Saturday, 10 May 2003

Michael Moorcock: The Revenge of the Rose (1991)

Edition: Orion, 1997
Review number: 1157

The longest and most recent Elric story, The Revenge of the Rose is much more complex than the earlier books featuring this hero. Like most of them, it reflects Moorcock's concerns at the time of writing, and is much more literary in flavour as were the other novels he wrote around this time. It takes the same familiar fantasy genre form as the others in this particular omnibus (they are all quests), but it has a twist.

The plot stems from a Hamlet-like meeting between Elric and the ghost of his father, who commissions him to recover his soul, taken by a trio of warrior sisters. This quest is part of a power struggle between two Lords of Chaos, one of whom is Elric's patron Duke Arioch, and takes place across several planes of the multiverse (these elements coming from the common background to all the Eternal Champion stories). He joins together with a group of characters from these planes, including the fictional Victorian poet Wheldrake, who appears in several Moorcock novels, and, most interesting, a bizarre family of psychics who are wandering the multiverse. (The character from this family, Mother Phatt, bears a striking resemblance to how one imagines Jerry Cornelius' mother would become if she went senile.)

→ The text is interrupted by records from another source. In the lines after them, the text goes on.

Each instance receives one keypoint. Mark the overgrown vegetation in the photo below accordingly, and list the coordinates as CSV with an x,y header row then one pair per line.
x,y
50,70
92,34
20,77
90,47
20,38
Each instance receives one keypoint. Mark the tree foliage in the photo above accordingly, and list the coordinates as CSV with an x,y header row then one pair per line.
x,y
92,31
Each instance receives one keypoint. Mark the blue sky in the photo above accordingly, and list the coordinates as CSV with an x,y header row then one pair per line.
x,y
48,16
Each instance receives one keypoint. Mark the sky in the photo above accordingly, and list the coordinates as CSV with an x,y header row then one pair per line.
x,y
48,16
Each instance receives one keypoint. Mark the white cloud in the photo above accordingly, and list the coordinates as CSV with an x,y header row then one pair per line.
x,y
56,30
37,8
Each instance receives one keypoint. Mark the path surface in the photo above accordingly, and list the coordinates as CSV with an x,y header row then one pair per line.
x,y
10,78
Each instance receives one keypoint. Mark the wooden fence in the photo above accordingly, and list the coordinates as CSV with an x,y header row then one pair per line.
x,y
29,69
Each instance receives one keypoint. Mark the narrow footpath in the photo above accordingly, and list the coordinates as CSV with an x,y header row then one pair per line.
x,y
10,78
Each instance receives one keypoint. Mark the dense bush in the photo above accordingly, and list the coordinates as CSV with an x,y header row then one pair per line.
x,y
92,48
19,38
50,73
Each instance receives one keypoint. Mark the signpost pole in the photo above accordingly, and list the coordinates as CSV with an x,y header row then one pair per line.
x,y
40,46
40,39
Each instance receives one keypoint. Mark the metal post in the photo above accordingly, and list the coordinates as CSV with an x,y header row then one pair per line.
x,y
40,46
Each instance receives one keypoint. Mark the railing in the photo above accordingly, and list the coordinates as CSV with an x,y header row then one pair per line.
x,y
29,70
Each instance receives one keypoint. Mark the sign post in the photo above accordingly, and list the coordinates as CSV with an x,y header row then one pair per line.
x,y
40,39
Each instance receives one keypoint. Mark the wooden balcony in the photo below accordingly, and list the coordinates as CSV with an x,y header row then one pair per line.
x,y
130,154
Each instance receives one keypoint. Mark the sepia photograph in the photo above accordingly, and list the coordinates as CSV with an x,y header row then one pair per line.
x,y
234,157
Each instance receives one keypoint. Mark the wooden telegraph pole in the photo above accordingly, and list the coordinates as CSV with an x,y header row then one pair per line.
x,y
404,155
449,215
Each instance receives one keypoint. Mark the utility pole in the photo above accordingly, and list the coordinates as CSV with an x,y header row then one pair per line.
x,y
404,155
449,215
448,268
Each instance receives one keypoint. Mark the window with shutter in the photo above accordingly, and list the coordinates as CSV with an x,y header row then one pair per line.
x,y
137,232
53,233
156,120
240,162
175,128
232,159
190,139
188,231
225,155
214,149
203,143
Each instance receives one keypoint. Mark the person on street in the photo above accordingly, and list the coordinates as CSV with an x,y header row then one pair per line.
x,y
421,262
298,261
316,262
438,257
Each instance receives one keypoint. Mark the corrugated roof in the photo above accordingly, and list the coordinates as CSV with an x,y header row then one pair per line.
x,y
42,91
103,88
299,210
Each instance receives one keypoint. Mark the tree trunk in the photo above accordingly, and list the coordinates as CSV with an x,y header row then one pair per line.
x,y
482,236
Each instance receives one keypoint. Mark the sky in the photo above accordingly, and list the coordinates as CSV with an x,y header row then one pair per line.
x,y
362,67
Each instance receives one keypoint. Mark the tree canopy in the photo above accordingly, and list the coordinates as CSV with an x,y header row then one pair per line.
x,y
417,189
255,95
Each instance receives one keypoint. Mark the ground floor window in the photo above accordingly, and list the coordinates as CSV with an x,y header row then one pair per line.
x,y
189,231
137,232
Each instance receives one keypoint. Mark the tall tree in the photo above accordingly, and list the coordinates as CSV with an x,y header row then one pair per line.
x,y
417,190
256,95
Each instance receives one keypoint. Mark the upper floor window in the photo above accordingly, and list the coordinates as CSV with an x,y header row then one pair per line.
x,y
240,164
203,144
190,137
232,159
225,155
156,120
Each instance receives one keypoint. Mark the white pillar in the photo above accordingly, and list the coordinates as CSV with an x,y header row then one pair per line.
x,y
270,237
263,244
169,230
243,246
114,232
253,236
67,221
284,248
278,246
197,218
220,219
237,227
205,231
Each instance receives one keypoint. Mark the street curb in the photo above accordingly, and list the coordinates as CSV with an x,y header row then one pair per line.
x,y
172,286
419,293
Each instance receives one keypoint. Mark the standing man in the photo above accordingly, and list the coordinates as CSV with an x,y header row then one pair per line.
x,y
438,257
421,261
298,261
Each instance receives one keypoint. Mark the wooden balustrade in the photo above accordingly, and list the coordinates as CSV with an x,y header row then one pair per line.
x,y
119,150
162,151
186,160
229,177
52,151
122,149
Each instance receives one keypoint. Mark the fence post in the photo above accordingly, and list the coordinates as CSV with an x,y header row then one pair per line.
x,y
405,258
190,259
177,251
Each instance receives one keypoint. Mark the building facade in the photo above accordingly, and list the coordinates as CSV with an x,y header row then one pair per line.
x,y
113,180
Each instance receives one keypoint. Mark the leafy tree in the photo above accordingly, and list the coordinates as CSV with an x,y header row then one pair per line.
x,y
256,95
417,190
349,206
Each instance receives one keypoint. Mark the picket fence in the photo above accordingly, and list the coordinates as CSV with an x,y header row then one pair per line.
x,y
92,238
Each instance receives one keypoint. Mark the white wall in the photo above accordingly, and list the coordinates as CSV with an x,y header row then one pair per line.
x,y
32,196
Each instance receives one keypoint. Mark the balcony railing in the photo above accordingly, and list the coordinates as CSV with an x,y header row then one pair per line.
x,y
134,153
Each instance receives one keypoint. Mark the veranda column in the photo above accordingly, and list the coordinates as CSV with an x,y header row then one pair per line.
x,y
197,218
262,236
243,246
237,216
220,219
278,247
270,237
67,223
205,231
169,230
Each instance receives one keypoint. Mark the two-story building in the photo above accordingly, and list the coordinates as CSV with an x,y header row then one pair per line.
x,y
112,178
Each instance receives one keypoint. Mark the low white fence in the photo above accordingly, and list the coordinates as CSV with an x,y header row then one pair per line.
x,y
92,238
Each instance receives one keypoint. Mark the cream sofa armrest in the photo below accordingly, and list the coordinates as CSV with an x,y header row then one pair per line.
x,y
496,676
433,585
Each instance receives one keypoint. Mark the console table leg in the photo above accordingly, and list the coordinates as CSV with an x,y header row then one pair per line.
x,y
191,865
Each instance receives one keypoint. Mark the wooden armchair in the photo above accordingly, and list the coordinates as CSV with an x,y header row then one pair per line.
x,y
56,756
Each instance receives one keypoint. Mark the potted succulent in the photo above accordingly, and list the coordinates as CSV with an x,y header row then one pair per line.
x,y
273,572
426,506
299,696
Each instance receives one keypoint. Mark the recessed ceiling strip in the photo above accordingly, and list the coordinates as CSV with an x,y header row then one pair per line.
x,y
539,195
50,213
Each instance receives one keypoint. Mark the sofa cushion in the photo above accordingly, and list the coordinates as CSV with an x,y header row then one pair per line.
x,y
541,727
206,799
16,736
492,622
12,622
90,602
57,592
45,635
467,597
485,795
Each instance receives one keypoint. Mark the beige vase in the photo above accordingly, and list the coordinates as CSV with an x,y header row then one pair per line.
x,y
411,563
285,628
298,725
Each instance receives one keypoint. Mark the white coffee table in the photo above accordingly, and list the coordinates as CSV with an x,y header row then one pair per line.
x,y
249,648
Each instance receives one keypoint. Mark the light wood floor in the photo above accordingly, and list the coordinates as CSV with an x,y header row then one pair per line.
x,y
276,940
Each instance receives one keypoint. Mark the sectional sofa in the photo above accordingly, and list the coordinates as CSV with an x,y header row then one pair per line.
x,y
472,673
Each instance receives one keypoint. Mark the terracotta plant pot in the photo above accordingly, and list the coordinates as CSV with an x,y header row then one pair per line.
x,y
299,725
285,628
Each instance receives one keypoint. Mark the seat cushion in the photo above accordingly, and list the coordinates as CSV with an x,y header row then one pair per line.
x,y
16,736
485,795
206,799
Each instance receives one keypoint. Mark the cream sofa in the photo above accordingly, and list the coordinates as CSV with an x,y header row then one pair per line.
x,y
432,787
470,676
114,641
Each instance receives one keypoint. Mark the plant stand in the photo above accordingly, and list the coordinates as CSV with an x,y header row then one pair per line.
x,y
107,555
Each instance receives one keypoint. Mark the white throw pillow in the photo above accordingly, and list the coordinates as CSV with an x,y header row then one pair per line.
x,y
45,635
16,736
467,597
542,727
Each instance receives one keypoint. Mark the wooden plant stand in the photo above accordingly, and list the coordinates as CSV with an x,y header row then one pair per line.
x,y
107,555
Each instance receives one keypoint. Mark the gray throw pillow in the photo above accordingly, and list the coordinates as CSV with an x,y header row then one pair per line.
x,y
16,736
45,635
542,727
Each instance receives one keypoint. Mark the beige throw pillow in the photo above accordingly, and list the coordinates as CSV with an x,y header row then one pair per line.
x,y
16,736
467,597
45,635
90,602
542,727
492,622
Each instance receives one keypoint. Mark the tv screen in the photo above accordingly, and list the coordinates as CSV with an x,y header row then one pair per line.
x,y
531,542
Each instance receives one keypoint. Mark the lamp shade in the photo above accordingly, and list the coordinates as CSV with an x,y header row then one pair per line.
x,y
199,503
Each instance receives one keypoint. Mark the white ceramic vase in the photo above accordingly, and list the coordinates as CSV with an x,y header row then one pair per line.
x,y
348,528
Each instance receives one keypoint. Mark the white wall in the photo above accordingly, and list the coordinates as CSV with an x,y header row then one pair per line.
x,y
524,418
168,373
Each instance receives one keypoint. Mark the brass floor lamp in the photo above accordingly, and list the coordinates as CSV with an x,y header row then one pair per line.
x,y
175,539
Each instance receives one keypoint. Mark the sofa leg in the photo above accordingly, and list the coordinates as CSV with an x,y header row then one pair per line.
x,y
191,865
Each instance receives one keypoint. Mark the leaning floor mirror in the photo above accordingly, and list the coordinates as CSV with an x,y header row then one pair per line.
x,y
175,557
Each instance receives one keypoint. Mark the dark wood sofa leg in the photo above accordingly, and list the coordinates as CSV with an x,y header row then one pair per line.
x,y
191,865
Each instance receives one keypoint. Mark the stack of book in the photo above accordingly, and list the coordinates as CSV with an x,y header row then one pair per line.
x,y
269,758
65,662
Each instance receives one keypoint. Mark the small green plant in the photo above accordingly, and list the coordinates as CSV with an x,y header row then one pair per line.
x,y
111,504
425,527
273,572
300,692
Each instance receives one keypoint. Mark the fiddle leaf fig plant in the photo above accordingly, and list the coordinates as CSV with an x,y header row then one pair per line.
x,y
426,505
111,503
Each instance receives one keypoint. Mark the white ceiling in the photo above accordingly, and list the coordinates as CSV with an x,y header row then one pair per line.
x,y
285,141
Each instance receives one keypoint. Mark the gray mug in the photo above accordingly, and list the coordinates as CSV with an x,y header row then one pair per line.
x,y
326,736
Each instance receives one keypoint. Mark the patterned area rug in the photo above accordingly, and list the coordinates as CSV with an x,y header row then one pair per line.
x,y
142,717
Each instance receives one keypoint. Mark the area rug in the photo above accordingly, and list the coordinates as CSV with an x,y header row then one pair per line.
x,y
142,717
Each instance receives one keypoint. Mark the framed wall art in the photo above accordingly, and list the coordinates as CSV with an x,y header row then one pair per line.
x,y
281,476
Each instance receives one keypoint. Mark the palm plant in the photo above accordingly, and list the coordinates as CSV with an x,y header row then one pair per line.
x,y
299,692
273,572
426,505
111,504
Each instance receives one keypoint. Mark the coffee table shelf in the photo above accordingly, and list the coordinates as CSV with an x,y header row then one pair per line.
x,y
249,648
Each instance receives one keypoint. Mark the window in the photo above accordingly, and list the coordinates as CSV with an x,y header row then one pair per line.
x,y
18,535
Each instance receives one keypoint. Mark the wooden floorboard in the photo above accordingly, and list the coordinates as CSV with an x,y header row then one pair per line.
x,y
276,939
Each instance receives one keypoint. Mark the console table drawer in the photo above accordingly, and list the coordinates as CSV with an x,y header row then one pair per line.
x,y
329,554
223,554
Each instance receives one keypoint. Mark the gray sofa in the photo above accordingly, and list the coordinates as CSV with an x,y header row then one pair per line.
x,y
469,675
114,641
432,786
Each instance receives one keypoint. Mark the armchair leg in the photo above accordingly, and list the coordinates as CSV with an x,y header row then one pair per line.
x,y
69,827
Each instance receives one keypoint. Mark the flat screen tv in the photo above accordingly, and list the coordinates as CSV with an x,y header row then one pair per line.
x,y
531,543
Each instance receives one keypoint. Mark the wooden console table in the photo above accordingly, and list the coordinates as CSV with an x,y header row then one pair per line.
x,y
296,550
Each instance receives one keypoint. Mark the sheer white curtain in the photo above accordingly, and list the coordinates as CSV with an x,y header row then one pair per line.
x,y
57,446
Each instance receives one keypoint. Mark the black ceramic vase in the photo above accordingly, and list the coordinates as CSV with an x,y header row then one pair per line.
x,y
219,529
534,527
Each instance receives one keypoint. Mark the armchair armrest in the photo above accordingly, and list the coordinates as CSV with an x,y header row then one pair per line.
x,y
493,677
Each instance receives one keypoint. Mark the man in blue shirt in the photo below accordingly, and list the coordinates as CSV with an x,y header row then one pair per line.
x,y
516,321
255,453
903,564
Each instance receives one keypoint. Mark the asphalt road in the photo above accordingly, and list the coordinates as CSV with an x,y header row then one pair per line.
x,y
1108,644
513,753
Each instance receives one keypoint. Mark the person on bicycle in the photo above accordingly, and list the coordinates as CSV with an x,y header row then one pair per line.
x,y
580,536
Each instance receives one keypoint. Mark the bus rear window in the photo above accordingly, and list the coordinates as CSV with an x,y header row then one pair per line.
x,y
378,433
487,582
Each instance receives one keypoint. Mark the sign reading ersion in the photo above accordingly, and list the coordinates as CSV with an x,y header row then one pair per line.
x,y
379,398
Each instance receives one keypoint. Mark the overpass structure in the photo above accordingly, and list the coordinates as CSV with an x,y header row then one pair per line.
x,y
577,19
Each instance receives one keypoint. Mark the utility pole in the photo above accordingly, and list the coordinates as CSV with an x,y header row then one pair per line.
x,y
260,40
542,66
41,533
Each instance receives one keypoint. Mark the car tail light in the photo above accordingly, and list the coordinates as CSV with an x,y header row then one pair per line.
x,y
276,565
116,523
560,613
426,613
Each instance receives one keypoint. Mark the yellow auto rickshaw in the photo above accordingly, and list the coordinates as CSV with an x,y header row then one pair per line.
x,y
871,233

The most interesting part of the novel is the first, which takes place mostly in the fascinating Gypsy Nation. The background to this section, with its rolling cities, must be one of the most unusual in the fantasy genre. The rest of the novel seems to pale by comparison, but this section alone would make it worth reading. I've never really been a fan of the Elric stories, which seem to me to lie at the most hackneyed end of Moorcock's writing; but The Revenge of the Rose is the one which I would choose as the best of them.